CacheRoute-v0.1.7
This release formalizes the queue-prediction path around Prefill-first (TTFT-centric) behavior and adds explicit task stage lifecycle markers for future Decode modeling.
🚀 Highlights
Prefill-focused queue prediction remains the mainline behavior
Queue reservation/recompute continues to advance by first_token in the prefill chain, preserving TTFT-oriented queue semantics and avoiding decode-driven queue contamination.
Stage-aware task metadata is now explicit
ProxyTask includes predict_stage (default: "prefill"), and stage transitions can be represented directly in task state and trace fields.
Decode lifecycle tracking is introduced (without decode scheduling impact)
On the first token, tasks transition into the decode stage and are added to per-instance active decode tracking; on the forward end, they are removed, and the decode end timestamp is recorded. This is lifecycle observability only and does not alter prefill scheduling decisions.

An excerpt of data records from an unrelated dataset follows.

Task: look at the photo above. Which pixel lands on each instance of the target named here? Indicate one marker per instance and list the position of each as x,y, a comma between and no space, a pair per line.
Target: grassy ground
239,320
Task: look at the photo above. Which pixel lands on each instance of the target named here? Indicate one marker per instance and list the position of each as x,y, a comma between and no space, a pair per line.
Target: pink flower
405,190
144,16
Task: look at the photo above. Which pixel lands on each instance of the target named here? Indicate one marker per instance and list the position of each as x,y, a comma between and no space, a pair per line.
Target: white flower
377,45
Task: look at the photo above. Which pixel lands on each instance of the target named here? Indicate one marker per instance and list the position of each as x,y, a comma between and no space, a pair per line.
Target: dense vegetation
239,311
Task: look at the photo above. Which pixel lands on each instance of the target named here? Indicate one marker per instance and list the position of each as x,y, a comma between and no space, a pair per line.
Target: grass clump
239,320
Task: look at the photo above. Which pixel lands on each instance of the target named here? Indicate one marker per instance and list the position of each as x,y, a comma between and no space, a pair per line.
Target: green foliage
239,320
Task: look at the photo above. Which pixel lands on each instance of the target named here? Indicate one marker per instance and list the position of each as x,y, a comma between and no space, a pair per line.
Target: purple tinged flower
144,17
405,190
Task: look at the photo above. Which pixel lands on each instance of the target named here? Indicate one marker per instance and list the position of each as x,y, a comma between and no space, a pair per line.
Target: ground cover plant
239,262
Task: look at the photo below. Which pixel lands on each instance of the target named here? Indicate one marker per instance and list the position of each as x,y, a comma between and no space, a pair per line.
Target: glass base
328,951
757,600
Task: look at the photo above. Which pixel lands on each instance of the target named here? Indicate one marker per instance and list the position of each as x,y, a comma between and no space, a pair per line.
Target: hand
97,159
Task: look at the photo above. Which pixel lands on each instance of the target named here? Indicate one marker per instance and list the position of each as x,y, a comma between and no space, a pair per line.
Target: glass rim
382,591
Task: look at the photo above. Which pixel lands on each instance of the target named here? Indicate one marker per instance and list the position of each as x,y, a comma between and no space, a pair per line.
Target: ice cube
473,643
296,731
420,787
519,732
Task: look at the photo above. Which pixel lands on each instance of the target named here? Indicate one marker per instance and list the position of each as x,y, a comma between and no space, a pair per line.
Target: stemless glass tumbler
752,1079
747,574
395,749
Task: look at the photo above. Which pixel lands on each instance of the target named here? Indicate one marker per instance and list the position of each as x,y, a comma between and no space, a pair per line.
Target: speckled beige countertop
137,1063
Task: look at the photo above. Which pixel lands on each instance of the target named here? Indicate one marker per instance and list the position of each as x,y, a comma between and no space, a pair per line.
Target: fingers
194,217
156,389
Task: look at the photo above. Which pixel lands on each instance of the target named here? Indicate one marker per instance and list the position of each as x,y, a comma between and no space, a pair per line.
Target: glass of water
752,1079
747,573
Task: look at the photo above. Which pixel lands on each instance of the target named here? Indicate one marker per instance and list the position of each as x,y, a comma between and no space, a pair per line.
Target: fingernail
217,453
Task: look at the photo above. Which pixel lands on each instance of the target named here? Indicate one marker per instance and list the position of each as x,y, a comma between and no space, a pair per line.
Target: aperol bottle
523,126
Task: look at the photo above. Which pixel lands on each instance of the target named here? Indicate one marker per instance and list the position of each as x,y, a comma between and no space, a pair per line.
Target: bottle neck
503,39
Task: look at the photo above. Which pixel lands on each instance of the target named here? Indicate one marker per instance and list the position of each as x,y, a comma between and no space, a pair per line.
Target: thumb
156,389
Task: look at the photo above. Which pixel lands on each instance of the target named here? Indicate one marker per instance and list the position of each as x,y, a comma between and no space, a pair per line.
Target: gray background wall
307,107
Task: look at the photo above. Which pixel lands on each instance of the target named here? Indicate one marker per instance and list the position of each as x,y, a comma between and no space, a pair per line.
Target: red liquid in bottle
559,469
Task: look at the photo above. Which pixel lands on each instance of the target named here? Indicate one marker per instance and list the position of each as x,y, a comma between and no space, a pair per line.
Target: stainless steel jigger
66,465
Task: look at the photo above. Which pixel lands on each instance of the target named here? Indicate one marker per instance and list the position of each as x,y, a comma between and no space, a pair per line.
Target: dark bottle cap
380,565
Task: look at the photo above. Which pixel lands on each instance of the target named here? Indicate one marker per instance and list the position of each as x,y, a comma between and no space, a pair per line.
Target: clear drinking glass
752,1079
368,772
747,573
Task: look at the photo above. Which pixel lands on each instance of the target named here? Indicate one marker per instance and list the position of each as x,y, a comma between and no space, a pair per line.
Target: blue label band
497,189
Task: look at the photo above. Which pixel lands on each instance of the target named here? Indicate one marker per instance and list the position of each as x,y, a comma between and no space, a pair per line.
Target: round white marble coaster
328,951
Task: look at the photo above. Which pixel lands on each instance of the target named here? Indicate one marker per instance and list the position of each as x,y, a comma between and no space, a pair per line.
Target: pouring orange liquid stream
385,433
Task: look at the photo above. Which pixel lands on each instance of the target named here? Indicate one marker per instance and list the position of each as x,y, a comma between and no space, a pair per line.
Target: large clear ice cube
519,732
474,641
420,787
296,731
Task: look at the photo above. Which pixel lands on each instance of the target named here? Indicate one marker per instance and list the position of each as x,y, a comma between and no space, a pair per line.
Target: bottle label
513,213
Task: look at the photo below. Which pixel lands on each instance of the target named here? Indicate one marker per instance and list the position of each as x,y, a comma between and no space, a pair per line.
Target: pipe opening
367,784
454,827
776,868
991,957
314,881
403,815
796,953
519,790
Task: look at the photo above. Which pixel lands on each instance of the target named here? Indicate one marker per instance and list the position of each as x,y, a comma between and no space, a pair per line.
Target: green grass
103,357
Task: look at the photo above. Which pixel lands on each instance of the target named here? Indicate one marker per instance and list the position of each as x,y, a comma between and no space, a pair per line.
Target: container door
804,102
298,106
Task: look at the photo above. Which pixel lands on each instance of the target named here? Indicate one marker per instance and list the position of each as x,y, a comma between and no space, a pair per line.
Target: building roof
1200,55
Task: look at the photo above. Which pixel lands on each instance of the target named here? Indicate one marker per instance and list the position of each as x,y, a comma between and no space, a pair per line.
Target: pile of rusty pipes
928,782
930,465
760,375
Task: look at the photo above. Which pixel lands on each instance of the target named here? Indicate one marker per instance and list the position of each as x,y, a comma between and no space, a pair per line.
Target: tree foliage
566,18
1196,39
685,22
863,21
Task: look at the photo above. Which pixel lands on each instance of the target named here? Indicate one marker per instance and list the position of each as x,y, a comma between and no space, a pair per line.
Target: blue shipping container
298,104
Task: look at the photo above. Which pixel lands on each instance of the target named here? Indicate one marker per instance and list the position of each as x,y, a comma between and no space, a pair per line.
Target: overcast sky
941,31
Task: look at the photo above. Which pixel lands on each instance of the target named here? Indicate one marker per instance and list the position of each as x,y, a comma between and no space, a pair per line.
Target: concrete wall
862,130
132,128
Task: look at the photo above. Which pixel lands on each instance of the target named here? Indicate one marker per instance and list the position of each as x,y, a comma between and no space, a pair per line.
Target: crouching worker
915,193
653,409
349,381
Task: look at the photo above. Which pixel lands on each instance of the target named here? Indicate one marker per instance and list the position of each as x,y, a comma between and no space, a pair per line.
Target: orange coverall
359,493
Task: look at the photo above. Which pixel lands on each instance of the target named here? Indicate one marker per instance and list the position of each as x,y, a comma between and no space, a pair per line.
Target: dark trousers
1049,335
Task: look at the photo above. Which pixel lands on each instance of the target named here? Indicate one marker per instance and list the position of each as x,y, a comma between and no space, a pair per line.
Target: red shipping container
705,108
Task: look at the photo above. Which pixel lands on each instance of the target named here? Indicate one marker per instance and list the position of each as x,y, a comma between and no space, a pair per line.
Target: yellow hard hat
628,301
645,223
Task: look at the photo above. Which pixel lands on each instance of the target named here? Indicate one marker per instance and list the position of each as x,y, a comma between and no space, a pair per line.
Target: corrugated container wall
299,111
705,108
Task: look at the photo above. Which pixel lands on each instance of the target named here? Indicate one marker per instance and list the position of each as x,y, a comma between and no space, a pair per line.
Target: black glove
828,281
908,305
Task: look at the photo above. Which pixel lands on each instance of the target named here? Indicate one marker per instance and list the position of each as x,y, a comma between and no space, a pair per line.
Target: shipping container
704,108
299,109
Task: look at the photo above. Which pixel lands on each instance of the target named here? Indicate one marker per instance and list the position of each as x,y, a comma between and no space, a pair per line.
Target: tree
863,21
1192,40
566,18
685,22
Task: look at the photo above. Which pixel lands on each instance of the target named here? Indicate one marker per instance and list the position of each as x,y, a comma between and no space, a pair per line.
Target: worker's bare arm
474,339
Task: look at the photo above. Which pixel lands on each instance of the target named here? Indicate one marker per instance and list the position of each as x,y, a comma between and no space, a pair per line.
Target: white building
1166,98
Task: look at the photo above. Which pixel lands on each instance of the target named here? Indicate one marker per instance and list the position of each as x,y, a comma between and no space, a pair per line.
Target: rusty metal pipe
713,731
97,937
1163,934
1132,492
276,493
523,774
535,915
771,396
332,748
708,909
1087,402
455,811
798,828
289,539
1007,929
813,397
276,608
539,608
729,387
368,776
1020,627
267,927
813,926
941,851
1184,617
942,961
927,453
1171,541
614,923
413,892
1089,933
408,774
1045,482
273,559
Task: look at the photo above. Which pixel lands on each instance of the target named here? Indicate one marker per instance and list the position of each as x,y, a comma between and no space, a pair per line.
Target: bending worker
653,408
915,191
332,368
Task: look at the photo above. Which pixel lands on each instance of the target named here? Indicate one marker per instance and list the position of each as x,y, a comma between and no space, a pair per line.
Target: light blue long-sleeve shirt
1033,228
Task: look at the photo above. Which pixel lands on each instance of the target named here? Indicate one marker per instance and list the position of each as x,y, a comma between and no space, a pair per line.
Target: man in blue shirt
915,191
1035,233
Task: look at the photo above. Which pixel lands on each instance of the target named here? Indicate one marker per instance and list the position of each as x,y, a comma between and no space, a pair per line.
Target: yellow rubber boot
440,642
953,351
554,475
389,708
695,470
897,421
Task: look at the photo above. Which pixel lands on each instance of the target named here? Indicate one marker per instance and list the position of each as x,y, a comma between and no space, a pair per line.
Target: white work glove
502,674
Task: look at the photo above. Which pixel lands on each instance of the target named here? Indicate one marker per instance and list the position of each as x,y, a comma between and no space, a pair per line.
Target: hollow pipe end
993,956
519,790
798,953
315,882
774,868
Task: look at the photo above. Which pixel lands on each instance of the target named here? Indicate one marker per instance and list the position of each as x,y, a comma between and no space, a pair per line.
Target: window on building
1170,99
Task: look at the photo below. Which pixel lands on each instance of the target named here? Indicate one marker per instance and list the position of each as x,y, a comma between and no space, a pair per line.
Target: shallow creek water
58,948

Timing observability expanded
Existing timing logs now include stage visibility and active decode count for easier experiment analysis and future model extension planning.
✅ Compatibility
No queue-mainline redesign.
No decode batch-size tracker was introduced in this version.
No change to the forward request flow contract.
Existing prefill-driven queue prediction behavior is preserved while adding decode-stage observability hooks.
🔭 What this enables next
v0.1.7 establishes clean extension points for upcoming KVCache-based injection predictors while keeping the current prefill queue behavior stable and reproducible.